Старуха принялась выговаривать ему – совершенно таким же тоном, каким отчитывала курящих старшеклассников: суховато, с усталой брезгливостью; сторож молчал, на лице его ничего не отражалось. Кира слышала Шишигину словно через закрытую дверь: ее мысли занимал не Илья, нарушивший правила, а человек в зеленой рубашке.
Она была там. На ее глазах девочка взбежала по ступенькам и скрылась за тяжелой библиотечной дверью, чтобы спустя двадцать минут появиться с книгой.
Как могло случиться, что она не заметила человека, оказавшегося неподалеку от Олеси, даже если он задержался всего на секунду? Ребенок улыбнулся – кому? Что за человек-невидимка, как в рассказе Честертона, скользил среди них, оставшись лишь на матрице сотового телефона? Отец Браун схватил убийцу; им оказался почтальон. Но на фотографии не Анна Козарь.
Проще всего разбудить девочку. Если и Олеся не вспомнит, кто ей повстречался, то все происходящее окончательно перейдет в область мистики. Но Олеся, конечно же, вспомнит. Вопрос заключается не в имени, которое она назовет, а в том, отчего они с Ильей не увидели того, кто был у них под носом.
Человек, которого никто не замечает…
Примелькавшийся на улицах бродяга вроде Воркуши? Священник? Монтер?
И вдруг Кира поняла.
– Фотограф!
Шишигина осеклась на полуслове. Сторож подался вперед с изменившимся хищным лицом.
– Он к ней не подходит близко!
– Потому и спина сгорбленная…
– Его не замечает никто!
– Пять дней таращились сквозь него, а не видели.
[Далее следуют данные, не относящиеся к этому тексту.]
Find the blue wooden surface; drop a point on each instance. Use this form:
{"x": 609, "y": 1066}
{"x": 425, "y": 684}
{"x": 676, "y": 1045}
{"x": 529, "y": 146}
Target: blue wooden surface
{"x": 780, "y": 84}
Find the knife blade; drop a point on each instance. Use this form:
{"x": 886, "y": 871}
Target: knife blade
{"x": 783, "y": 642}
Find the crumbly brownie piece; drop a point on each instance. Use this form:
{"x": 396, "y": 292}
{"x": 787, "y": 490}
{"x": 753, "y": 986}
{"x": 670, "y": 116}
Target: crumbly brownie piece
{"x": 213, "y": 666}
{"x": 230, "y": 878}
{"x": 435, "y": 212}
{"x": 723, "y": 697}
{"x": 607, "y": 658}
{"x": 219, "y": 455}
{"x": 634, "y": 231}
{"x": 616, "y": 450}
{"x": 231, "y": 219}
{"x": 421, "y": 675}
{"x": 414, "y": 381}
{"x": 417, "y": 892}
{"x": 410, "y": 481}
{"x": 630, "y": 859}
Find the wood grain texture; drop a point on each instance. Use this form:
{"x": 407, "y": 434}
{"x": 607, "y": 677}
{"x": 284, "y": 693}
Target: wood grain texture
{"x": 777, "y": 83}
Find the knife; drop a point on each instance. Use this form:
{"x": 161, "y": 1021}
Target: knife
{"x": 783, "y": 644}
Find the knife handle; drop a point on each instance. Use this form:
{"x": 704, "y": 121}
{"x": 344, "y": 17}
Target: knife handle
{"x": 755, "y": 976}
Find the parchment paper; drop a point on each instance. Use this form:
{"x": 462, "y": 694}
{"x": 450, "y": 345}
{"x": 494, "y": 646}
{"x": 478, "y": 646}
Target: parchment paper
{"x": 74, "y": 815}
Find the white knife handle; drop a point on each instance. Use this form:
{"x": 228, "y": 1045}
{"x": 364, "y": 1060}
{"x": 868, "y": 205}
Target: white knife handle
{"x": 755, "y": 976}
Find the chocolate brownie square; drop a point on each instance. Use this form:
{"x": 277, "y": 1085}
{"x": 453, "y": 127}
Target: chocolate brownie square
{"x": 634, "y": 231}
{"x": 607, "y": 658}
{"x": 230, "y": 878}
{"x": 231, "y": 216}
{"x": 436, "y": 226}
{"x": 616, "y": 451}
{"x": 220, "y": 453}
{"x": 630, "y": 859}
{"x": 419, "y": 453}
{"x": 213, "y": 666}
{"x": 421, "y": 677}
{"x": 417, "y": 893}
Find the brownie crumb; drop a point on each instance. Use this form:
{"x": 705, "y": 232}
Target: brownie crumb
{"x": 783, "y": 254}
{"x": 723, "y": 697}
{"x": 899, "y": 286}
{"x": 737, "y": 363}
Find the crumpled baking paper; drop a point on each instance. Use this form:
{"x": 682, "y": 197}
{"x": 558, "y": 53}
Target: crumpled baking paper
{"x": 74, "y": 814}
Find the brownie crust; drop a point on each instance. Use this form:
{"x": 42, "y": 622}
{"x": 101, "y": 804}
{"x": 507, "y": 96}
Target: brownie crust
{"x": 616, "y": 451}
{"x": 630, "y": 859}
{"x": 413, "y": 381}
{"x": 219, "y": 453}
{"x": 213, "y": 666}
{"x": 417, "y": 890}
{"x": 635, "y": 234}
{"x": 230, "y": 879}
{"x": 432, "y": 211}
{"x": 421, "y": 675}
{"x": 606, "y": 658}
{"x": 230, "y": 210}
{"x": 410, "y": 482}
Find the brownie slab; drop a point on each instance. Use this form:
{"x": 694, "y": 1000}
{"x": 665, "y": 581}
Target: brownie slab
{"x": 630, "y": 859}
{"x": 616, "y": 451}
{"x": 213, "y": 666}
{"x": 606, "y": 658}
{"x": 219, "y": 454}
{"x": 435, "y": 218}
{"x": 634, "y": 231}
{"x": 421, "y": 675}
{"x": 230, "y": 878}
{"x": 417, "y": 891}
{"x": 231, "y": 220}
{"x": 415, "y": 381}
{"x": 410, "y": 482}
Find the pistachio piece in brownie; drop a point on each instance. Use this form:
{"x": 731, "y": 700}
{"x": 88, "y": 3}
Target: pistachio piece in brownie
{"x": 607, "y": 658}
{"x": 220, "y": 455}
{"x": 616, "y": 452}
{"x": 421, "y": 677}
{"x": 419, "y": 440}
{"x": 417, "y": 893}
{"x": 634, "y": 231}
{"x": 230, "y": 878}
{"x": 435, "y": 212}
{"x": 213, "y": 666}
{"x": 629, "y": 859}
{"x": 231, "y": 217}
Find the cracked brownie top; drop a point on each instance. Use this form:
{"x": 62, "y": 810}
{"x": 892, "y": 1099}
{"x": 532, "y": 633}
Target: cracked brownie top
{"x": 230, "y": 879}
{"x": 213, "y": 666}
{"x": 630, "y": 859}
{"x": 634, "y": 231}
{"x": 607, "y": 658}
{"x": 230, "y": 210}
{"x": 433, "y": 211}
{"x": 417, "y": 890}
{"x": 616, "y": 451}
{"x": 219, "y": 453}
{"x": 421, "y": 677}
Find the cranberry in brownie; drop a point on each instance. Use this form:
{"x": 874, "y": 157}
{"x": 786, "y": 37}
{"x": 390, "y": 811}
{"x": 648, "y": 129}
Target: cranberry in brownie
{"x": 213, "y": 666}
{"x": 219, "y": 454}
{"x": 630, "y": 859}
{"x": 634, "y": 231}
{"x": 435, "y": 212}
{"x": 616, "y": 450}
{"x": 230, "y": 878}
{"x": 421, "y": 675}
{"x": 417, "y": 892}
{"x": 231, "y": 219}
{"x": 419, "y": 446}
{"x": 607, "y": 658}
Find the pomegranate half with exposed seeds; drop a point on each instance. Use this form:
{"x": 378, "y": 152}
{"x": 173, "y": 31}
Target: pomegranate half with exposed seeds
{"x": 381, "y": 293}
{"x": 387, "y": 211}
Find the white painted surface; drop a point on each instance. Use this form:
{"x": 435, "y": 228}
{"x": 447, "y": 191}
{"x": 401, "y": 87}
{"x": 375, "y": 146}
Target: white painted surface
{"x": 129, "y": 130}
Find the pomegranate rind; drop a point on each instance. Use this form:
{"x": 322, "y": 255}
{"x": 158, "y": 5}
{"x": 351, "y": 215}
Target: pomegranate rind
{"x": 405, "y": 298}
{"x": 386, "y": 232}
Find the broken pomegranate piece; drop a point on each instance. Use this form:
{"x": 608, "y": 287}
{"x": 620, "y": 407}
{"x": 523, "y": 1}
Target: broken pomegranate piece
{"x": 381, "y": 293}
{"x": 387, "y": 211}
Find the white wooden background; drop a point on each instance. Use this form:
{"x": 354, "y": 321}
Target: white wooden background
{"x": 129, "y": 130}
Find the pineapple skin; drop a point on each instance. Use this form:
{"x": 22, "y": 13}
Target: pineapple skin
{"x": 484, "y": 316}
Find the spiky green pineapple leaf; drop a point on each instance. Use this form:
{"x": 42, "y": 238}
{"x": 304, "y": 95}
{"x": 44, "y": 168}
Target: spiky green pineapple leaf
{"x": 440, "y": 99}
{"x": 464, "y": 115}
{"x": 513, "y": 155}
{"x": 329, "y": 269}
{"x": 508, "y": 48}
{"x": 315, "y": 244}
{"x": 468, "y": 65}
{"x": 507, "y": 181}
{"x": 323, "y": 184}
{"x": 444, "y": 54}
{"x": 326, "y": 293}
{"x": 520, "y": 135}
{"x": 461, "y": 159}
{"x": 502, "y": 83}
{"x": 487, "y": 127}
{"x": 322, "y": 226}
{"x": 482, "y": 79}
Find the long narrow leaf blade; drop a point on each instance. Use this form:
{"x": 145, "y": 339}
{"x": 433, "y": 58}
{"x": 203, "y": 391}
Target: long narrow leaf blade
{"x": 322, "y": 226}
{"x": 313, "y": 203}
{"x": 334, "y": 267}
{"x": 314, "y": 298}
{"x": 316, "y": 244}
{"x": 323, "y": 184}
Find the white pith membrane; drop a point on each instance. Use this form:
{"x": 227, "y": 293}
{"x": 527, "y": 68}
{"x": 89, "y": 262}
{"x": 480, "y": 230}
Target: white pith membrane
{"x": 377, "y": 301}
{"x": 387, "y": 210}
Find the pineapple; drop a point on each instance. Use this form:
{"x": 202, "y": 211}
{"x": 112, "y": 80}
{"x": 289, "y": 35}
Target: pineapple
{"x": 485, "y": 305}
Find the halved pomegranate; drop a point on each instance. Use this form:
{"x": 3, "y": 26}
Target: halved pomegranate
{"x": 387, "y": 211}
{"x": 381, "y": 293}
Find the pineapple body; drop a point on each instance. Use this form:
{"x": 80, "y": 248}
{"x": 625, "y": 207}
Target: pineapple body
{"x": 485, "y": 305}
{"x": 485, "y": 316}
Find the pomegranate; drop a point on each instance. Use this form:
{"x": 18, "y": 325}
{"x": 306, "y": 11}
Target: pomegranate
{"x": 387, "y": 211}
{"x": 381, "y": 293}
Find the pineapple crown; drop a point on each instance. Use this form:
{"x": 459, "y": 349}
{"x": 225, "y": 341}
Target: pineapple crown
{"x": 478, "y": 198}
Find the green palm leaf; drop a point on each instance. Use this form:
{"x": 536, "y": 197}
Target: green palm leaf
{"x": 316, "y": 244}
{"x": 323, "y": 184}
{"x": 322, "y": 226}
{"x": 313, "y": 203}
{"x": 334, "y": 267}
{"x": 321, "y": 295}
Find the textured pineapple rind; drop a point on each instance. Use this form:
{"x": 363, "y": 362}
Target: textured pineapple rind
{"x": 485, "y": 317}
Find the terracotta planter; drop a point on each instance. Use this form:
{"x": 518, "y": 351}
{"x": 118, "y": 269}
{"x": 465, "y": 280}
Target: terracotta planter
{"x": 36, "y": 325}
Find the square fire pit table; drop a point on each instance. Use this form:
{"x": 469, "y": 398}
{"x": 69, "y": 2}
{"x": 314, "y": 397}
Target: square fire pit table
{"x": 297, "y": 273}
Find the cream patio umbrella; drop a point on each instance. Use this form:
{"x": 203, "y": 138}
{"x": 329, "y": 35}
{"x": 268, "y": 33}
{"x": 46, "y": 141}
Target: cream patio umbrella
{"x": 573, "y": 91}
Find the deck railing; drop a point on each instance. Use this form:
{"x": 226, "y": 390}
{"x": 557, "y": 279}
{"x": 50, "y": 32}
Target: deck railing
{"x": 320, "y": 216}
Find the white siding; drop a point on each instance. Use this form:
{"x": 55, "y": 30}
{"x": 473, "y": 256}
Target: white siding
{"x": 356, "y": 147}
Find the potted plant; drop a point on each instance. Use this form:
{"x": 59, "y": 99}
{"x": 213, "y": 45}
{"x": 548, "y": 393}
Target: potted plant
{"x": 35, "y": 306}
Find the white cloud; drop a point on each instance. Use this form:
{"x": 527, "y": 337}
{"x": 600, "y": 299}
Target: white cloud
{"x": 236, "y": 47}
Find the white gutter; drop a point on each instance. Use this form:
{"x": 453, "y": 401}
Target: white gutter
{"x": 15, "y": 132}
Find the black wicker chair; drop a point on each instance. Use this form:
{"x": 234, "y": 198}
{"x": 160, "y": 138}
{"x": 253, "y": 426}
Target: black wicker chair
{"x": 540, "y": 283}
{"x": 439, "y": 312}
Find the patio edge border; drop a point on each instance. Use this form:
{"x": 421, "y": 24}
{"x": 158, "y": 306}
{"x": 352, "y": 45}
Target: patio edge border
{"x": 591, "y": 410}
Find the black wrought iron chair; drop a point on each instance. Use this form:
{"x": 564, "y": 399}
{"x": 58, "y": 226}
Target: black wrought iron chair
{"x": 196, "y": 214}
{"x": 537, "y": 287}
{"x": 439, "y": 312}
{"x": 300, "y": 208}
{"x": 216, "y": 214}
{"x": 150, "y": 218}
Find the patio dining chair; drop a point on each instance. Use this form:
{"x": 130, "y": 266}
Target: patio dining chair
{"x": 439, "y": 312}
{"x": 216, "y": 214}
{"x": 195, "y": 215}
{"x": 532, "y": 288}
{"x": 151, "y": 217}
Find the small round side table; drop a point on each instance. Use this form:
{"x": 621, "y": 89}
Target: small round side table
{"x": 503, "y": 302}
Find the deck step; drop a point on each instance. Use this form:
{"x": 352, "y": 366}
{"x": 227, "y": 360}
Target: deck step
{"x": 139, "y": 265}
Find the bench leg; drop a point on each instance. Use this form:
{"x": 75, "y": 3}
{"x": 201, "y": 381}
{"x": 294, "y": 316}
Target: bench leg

– …везде отирается, все его знают.
Илья коснулся экрана, все посмотрели на снимок. Теперь перед ними был обычный кадр с непродуманной композицией. Олеся позировала на ступеньках библиотеки, фотограф согнулся, ловя нужный ракурс. Кира даже рубашку вспомнила, зеленую, в крупную клетку, он ее иногда узлом завязывал на животе и становился похож на школьника, играющего в ковбоев.
– Это же глупость сказочная, – сказала Кира удивленно. – Беспросветная моя глупость. У Германа в ателье висит фото Хохловой с ее натуральным цветом волос. Он каждый день ее видел в этом образе, а мы гадаем, кто мог помнить о том, что она рыжая. Любой из детей пошел бы с ним не задумываясь, он часто просит их позировать на выгодном фоне. И взрослые тоже…
– Он навроде пугала, – неясно выразился Щерба.
Шишигина озадаченно взглянула на сторожа, и Кира поняла ее недоумение: сложно вообразить горожанина, который выглядел бы менее грозным, чем Герман. Но ей было ясно, что имеет в виду Илья. Они перестали видеть человека за его функцией; роль вышла на первый план, вытеснив того, кто ее придумал: как если бы костюм остался на сцене, взмахивая пустыми рукавами, в то время как актер быстрыми шагами удалялся прочь.
Валентина, неутомимый популяризатор ютубовских приколов, однажды показала ей ролик, где люди в белых и серых футболках перебрасывались баскетбольными мячами. Кира дождалась конца, но повода для смеха не обнаружила и вопросительно подняла брови: на что она потратила три минуты жизни? «А вы обезьяну видели?» Валя едва удерживала смех. И все-таки не выдержала, захохотала, уставившись на изумленное и растерянное лицо Киры, когда та стала пересматривать ролик и заметила пританцовывающего человека в костюме гориллы, дважды пересекавшего линию игроков. «Это тест на внимательность, – сказала Валентина, светясь от радости – ей удалось озадачить всеведущую Гурьянову. – Люди, которые пристально следят за одним объектом, часто упускают из виду другой. Между прочим, после этого ролика сняли еще один, очень похожий. К тому времени тест обрел популярность и большинство зрителей знало, что нужно дождаться гориллы. Ну и дождались, ага. – Она снова прыснула. – Только пропустили исчезновение одного из игроков и замену цвета фона с красного на желтый».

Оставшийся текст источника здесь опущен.